NexGen unveils monster resource at Arrow

A drill rig at NexGen Energy’s Arrow uranium project in northern Saskatchewan.  Credit: NexGen EnergyA drill rig at NexGen Energy’s Arrow uranium project in northern Saskatchewan.  Credit: NexGen Energy

NexGen Energy‘s (TSXV: NXE; US-OTC: NXGEF) shares have surged on the back of a stellar maiden resource estimate on the junior’s Arrow uranium deposit at its Rook 1 property in Saskatchewan’s Athabasca basin.

Based on holes drilled and assayed to the end of October 2015, Arrow boasts an inferred resource of 201.9 million lb. uranium oxide (U3O8) from 3.5 million tonnes of 2.6% U3O8. About 60% of the resource occurs in the deposit’s high-grade A2 subzone. The subzone contains 120.5 million lb. U3O8 in 410,000 tonnes grading 13.3% U3O8.

The estimate — calculated at a 0.3% U3O8 cut-off grade — incorporates nearly 60,000 metres, where 80 out of 82 holes drilled hit uranium mineralization in the deposit’s four main parallel structures, namely the A1, A2, A3 and A4 shears.

NexGen’s management describes the deposit’s resource as “top-tier” and “world-class,” with low discovery costs of 13¢ per lb. in its initial March 3 release and conference call.

“It simply elevates Arrow immediately into a tier-1 status and ranks Arrow as the single largest undeveloped uranium deposit in the Athabasca basin,” Leigh Curyer, the junior’s CEO, said on the call.

NexGen, however, replaced its initial release at the request of IIROC, removing the cost estimate and “top-tier” references, after the regulator briefly halted trading in the junior’s shares. This was likely because inferred resources have the lowest certainty that they could be economically extracted.

Analysts, unfazed by the amendment, applauded the resource’s size and high grade. “Maiden resources are not supposed to be this big right off the bat,” Cantor Fitzgerald analyst Rob Chang writes in a note to clients. “At 201.9 million lb. U3O8, Arrow already ranks as the third-largest deposit in the Athabasca basin.”
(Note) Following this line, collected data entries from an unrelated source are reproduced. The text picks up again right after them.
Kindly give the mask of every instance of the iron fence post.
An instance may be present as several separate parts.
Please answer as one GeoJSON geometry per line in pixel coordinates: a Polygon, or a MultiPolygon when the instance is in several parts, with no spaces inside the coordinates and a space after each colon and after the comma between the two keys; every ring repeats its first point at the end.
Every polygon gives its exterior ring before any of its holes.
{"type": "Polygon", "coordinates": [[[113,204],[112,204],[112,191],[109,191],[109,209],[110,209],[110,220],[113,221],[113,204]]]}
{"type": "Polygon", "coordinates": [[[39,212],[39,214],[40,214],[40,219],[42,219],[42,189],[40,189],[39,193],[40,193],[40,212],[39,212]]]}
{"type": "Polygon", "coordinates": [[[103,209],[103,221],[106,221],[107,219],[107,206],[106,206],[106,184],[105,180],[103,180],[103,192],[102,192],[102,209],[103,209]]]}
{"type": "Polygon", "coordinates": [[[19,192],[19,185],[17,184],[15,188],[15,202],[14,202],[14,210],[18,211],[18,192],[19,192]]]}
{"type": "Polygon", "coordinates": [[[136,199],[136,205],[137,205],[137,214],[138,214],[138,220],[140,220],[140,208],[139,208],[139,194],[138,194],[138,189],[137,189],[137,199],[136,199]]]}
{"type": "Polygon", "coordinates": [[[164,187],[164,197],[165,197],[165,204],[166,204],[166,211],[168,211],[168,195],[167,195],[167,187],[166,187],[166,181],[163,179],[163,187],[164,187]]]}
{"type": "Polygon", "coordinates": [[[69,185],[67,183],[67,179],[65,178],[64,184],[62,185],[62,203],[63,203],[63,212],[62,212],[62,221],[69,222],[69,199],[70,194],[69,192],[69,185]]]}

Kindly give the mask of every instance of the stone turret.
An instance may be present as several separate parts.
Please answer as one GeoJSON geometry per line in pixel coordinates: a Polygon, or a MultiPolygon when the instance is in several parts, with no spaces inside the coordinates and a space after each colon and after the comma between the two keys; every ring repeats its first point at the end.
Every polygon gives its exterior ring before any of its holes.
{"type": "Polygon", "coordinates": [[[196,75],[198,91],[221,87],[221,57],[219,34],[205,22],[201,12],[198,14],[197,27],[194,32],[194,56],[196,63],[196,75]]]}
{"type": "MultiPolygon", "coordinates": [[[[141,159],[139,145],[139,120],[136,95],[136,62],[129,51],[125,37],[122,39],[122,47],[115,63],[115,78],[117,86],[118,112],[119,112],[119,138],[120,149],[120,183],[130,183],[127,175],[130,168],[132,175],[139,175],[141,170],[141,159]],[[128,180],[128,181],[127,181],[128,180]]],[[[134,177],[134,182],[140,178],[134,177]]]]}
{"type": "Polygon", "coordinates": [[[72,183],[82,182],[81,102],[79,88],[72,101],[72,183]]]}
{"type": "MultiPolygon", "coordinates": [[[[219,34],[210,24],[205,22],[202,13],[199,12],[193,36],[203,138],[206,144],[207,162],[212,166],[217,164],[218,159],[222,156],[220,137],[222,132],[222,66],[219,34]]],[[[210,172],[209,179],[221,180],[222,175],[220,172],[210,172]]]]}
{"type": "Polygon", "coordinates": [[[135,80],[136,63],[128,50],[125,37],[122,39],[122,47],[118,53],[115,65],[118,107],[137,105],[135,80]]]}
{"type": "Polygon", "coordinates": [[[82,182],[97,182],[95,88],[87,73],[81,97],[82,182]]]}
What impresses Chang as well as Raymond James analyst David Sadowski is Arrow’s high-grade quality and consistency at different cut-off grades. For instance, at an abnormally high 10% cut-off grade, the deposit contains 101.3 million lb. U3O8 grading 20.8% — half of the initial resource.

“This amount of material with this richness of uranium concentration has only ever been found at two other places on the planet: McArthur River and Cigar Lake,” Sadowski notes. (Cameco owns both of these assets in the Athabasca basin.)
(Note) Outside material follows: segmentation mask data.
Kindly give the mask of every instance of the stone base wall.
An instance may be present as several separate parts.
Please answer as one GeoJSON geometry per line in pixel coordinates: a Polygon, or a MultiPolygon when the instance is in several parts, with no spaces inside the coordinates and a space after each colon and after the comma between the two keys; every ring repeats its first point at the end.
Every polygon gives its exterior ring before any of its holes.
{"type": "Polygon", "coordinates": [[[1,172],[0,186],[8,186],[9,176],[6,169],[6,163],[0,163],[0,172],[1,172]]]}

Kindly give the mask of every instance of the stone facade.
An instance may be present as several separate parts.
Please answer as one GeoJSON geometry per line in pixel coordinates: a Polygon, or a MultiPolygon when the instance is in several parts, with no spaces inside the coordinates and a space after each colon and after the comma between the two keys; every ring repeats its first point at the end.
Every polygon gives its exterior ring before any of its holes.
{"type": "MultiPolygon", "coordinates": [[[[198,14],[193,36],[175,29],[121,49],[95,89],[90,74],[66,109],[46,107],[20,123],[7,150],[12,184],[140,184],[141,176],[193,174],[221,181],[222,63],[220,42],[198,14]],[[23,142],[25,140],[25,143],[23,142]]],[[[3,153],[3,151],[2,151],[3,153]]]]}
Both analysts say they are unconcerned about the initial level of confidence in Arrow’s resource. “While an inferred resource is by definition the lowest confidence level, we are not worried about Arrow, since drill results show consistent grades, thickness, alteration and the fact that host rock [pelitic gneiss] stratigraphy is generally consistent along Arrow’s strike length,” Chang says.

The deposit measures 645 metres long and 235 metres wide, with mineralization starting at 100 metres below surface and extending down to 920 metres. It remains open in all directions.

NexGen is infill drilling the Arrow deposit and testing for extensions, as well as for mineralized zones along strike, as part of its 2016 winter drill program.

The program started in early January and has delivered to date some of the best holes, such as 63c and 64c2, based on radiometric results. Curyer points out those holes could “materially change” the resource once included in the estimate.

The winter program should wrap up by the end of April, with a resource update in the second half of 2016, Curyer says.

On the initial estimate, Arrow rose 28% to $1.24 per share. It has $31 million in its bank, which is enough to continue working into 2017.